Si l'œuvre de Mendieta est souvent évoquée en même temps que sa fin tragique, son art continue également de parler de lui-même. Il a connu de nombreux renouveau au cours des deux dernières décennies, y compris des émissions d'enquête auInstitut d'art de Chicagoetle Hirshhorn à Washington DC. Elle était l'une des principales attractions du spectacle à succèsFemmes radicales : art latino-américain, 1960-1985, qui a été exposée au Brooklyn Museum en 2018. Dans les années qui ont précédé sa mort, le monde de l'art new-yorkais était dominé par deux gangs : les minimalistes comme son mari, avec leurs expériences sur la métaphysique de la forme, et les artistes pop commeAndy Warhol, avec leurs idées cyniques sur le fétichisme de la marchandise.

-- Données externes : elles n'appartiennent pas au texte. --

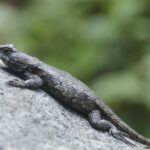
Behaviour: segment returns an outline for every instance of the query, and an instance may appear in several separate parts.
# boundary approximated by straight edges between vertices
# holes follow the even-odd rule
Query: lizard
[[[71,74],[21,52],[13,44],[0,45],[0,59],[23,79],[13,79],[7,82],[8,85],[41,88],[69,108],[84,114],[94,129],[107,132],[130,146],[136,145],[127,138],[150,146],[150,139],[122,121],[93,90]]]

Mendieta, quant à elle, faisait de l'art sur l'interdépendance des choses, la restauration de notre place dans le cosmos et l'expérience incarnée de la féminité. Elle a montré qu’il était possible d’engager des connaissances spirituelles ou ancestrales et un intellectualisme de haut niveau sans paraître peu sérieux, et son travail continue de trouver un écho auprès de ceux qui se sentent exclus de certaines tendances du rationalisme occidental.
"Si vous croyez en Mère Nature", a déclaré Molesworth, "si vous croyez en la Terre Mère - quelles que soient vos affiliations religieuses ou spirituelles - si vous avez ce genre de sentiment que la nature est une source de vie féconde et magnifique, alors l'idée de Mendieta". le travail a des réponses pour nous.
Elle est loin d’être la première à le souligner. Le podcast fait suite à des années d'études et d'inspiration d'autres historiens de l'art, notamment le livre de Geneviève Hyacinthe de 2019,Virtuosité radicale : Ana Mendieta et le Black Atlantic.Hyacinthe décrit le travail de Mendieta comme une intervention indispensable dans le mouvement du Land Art, dominé par des hommes qui terraformaient les paysages : « Elle a réussi à établir la grandeur et la sublimité d'œuvres monumentales comme celles de Robert Smithson.Jetée en spiraleà une échelle petite et intime.
Lorsque Hyacinthe travaillait sur son livre, elle sentait que pour le comprendre, il lui fallait le recréer. Elle et son assistant ont donc pris un vol de New York à Mexico, ont pris un vol de correspondance pour Oaxaca, puis ont conduit une voiture de location jusqu'à un site archéologique appelé Yagul. C'est dans cette colonie vieille de 2 500 ans, qui abrite des tombes cérémonielles aujourd'hui vides, que Mendieta a créé sa premièreSilhouette,Image de Yagul
Ana Mendieta,Arbre de la vie, 1976.Photo : © 2022 La succession d'Ana Mendieta Collection, LLC. Avec l'aimable autorisation de la Galerie Lelong & Co. / Sous licence de l'Artists Rights Society (ARS), New York
Mendieta's sustained popularity could be attributed as much to the profound yet approachable messages in her work as to its visual beauty. But it's also easy to project on her the roles one may want her to take: an empowered Latina, a spiritual healer, a tragic victim of the patriarchy. “The biggest push-pull was how to tell the story respectfully,” said Molesworth, “how not to fall into either the angry or defensive postures, not to prejudge while still knowing one thought, and how to avoid treating the story like a spectacle . Even though, of course, it is a spectacular story.”